In the early days of virtualization (at least in the x86 world), the assumption was that you needed your hypervisor to provide a virtual machine that was functionally nearly identical to a real machine. This included the following aspects:
- Disk and network devices
- Interrupts and timers
- Emulated platform: motherboard, device buses, BIOS
- “Legacy” boot: i.e., starting in 16-bit mode and bootstrapping up to 64-bit mode
- Privileged instructions
- Pagetables (memory access)
In the early days of x86 virtualization, all of this needed to be virtualized: disk and network devices needed to be emulated, as did interrupts and timers, the motherboard and PCI buses, and so on. Guests needed to start in 16-bit mode and run a BIOS which loaded the guest kernel, which (again) ran in 16-bit mode, then bootstrapped its way up to 32-bit mode, and possibly then to 64-bit mode. All privileged instructions executed by the guest kernel needed to be emulated somehow; and the pagetables needed to be emulated in software.

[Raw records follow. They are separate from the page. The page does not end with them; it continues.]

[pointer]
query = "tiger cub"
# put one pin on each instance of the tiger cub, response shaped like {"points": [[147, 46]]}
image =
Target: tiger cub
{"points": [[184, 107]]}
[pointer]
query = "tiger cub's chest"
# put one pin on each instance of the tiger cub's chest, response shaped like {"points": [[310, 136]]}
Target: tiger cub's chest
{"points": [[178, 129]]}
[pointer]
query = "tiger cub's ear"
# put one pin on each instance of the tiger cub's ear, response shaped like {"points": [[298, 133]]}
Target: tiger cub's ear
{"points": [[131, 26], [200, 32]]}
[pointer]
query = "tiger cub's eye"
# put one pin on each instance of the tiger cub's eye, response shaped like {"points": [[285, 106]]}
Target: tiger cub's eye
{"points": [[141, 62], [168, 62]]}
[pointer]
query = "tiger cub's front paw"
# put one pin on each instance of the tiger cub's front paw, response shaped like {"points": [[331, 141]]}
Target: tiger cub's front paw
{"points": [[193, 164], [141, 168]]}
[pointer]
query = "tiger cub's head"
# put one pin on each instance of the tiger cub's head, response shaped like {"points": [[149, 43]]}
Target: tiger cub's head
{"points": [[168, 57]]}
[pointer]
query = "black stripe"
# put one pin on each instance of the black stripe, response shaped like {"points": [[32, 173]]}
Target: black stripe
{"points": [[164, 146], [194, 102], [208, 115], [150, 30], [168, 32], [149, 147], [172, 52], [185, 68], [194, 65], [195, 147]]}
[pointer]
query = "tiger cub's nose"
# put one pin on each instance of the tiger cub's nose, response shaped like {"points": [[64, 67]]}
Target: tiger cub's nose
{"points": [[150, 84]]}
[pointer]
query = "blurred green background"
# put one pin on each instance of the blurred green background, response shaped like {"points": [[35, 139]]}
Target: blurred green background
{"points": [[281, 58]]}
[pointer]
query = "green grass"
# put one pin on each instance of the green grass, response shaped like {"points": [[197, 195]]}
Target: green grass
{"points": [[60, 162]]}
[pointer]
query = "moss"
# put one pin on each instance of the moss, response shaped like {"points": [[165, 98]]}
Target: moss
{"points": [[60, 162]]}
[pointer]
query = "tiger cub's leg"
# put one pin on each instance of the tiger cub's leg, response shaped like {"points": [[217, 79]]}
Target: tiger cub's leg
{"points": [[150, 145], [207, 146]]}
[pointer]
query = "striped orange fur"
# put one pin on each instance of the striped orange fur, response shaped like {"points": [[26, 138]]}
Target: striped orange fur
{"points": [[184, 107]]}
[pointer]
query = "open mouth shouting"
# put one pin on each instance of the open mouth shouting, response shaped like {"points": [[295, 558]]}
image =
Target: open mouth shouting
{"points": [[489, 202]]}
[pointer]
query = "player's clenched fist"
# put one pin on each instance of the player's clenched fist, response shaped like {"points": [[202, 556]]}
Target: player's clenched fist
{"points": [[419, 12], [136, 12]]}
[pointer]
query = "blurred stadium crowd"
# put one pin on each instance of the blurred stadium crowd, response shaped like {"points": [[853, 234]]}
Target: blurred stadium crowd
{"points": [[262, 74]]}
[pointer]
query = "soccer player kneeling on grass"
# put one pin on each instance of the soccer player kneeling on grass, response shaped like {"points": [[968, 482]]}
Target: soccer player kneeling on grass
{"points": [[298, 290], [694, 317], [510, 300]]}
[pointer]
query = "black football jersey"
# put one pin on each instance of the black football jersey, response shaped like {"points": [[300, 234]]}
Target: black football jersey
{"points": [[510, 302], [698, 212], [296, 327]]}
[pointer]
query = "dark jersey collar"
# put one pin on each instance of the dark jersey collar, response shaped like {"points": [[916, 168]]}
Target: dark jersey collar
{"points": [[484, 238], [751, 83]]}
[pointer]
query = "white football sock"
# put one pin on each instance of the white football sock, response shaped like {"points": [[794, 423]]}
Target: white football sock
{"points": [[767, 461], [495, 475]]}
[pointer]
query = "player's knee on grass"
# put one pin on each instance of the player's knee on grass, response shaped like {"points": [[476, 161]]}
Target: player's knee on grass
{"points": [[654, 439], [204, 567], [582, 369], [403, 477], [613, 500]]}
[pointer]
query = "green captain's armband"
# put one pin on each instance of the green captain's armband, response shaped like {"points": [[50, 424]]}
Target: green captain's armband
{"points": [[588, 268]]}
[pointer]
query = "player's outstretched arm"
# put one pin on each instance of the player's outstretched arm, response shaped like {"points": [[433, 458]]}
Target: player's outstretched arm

This is mode, where all of the aspects the virtual machine must be functionally identical to real hardware, is what I will call fully virtualized mode.
Xen and paravirtualization
Unfortunately, particularly for x86, virtualizing privileged instructions is very complicated. Many instructions for x86 behave differently in kernel and user mode without generating a trap, meaning that your options for running kernel code were to do full software emulation (incredibly slow) or binary translation (incredibly complicated, and still very slow).
The key question of the original Xen research project at Cambridge University was, “What if instead of trying to fool the guest kernel into thinking it’s running on real hardware, you just let the guest know that it was running in a virtual machine, and changed the interface you provide to make it easier to implement?” To answer that question, they started from the ground up designing a new interface designed for virtualization. Working together with researchers at both the Intel and Microsoft labs, they took both Linux and Windows XP, and ripped out anything that was slow or difficult to virtualize, replacing it with calls into the hypervisor (hypercalls) or other virtualization-friendly techniques. (The Windows XP port to Xen 1.0, as you might imagine, never left Microsoft Research; but it was benchmarked in the original paper.)